Extending the use of glass in our society can be related to many of the SDGs. As an example, SDG12 is aiming at sustainability (doing more and better with less), reducing waste etc. Glass is (almost) not deteriorating, raw materials exists in abundance and the recycling rates are very high.
As I see it there are a few channels to distribute my knowledge and to get it out to benefit of the society. However, this is hardly done over night. One important, and often overlooked, channel is the education of students who can new knowledge learned during their studies directly into the companies. Another equally important channel is the international publication to other researchers through journal papers, conferences, webinars etc. which serve as a quality check and also spread the knowledge more efficiently throughout the world.
I guess this is an old classic one, but build your network, be open minded towards collaboration with other research fields and spend time on optimizing your research with the equipment/resources available.
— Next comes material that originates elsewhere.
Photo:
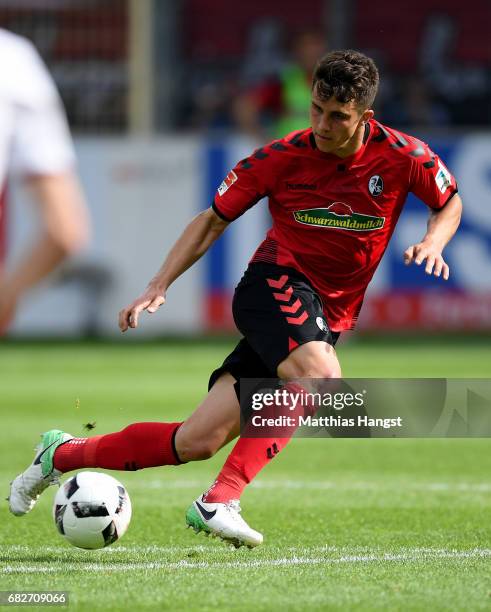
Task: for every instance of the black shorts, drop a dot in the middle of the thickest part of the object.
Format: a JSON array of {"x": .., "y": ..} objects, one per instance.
[{"x": 276, "y": 309}]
Jens H. Nielsen is an associate professor at the civil engineering department at the Technical University of Denmark (DTU). His research interests include numerical modelling and glass, with a particular interest in the use of glass for load-carrying structural elements and how these can be improved with respect to safety and material consumption. In 2016, together with 4 colleagues, he started the academic journal Glass Structures & Engineering at Springer Nature where is currently one of the Editors-in-Chief.